Although there have been over $882 million cryptocurrencies stolen from online exchanges since 2017, Lazarus, a North Korean, state-sponsored group is responsible for the majority of stolen tokens. According to an article published by The Next Web on October 19, 2018, the Lazarus Group took over $571 million cryptocurrencies and will continue to do so in the future.
Targeted Attacks On Cryptocurrency Exchanges Will Rise
According to cybersecurity company Group-IB, and their annual report on hi-tech cybercrime, since January 2017, there have been over 14 attacks on online cryptocurrency exchanges. Group IB noted that Lazarus was responsible for over half a billion dollars of stolen tokens.
Lazarus managed to hack into Yapizon, a South Korean cryptocurrency exchange in April 2017 and stole 3,816 Bitcoins valued at $5.3 million. Later in the year, in September and December 2017, they also hacked into other South Korean exchanges, Coinis, and YouBit, respectively.
Lazarus was also responsible for the January 2018 hack into Japanese cryptocurrency exchange Coincheck, stealing 523,000,000 NEM which was valued at $534 million. In June 2018, they also hacked into South Korean exchange Bithumb and took approximately $32 million in tokens.

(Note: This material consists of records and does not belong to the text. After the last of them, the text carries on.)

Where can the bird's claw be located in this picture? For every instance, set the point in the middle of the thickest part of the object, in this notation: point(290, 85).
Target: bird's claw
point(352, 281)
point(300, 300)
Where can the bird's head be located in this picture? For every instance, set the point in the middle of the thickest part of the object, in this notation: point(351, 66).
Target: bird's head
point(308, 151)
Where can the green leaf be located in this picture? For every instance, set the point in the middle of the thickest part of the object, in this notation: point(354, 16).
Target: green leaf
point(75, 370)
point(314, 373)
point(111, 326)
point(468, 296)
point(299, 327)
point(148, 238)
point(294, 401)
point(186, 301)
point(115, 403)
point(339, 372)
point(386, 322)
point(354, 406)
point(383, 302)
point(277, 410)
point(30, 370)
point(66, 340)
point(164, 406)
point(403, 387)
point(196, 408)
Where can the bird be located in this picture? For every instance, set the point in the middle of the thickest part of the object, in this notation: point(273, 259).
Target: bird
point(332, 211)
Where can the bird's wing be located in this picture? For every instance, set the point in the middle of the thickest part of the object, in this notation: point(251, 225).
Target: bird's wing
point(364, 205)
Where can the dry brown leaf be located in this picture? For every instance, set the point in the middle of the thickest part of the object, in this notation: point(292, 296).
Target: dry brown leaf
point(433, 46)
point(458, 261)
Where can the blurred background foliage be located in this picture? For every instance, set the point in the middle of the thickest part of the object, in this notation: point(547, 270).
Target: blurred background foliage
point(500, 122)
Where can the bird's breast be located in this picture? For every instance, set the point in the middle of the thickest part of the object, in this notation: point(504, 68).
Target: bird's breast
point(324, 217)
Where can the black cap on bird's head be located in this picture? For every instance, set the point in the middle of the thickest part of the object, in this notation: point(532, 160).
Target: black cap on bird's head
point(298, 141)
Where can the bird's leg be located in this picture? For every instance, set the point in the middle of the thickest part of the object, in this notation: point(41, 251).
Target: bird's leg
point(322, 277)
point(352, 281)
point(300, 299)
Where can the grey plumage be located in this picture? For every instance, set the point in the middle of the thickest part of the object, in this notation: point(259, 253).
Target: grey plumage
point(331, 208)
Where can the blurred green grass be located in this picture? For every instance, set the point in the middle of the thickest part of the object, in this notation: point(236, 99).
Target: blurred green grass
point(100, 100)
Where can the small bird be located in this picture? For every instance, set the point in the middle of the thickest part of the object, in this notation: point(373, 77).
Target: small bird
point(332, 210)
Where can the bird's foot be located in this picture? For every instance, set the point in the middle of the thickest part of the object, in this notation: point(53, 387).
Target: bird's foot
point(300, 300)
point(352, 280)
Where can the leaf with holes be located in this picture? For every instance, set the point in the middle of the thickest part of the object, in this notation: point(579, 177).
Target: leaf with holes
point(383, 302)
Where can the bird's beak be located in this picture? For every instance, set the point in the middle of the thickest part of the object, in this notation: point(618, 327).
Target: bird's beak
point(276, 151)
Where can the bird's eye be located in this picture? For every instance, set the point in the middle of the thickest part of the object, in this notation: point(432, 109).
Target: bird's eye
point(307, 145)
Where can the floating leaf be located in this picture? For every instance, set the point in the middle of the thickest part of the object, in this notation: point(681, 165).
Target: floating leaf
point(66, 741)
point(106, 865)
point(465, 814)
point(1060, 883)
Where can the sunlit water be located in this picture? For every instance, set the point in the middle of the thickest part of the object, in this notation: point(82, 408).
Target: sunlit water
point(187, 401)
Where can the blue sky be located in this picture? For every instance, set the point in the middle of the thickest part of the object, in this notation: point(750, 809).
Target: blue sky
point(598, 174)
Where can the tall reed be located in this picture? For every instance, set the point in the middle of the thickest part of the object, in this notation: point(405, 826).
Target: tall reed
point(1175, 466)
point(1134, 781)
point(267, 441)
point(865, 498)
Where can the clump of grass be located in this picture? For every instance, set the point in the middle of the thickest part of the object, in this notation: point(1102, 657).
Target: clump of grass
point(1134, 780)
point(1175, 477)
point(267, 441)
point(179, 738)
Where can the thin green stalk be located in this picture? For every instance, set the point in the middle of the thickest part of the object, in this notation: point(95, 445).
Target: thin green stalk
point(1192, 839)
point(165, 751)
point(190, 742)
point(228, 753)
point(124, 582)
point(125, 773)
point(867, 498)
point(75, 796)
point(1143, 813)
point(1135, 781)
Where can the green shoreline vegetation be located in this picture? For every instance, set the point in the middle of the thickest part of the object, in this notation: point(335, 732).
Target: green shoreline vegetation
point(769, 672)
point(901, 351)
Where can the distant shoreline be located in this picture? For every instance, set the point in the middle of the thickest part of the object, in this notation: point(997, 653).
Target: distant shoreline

While Lazarus attacked and stole a large number of cryptocurrency tokens, Group-IB expected targeted attacks towards online exchanges to rise over time. Not only will Lazarus, continue to attack cryptocurrency exchanges, Group-IB believes that extremely aggressive hacking groups that currently target banks will begin to attack online exchanges since these exchanges hold a lot of money. Hackers looking to steal from large cryptocurrency exchanges will use many traditional approaches such as spear phishing, social engineering, and malware.
Majority of ICO Funds Lost To Phishing Attacks
Unfortunately, it’s not just cryptocurrency exchanges who are falling victim to hackers and fraudsters. According to Group-IB’s report, 10 percent of funds raised through ICO platforms were stolen since 2017. They were lost primarily due to phishing, a technique designed to obtain sensitive information from an individual or company by posing as an institution.
Phishing often happens when individuals, due to a fear of missing out, rush to support emerging cryptocurrency projects without checking the correct domain name. When investors input data into the wrong website, phishers can gain access to their sensitive information. Not only can cryptocurrency hackers use the information to log in and steal existing funds, but they can also re-sell this information on the darknet or even use blackmail tactics to trick the victim.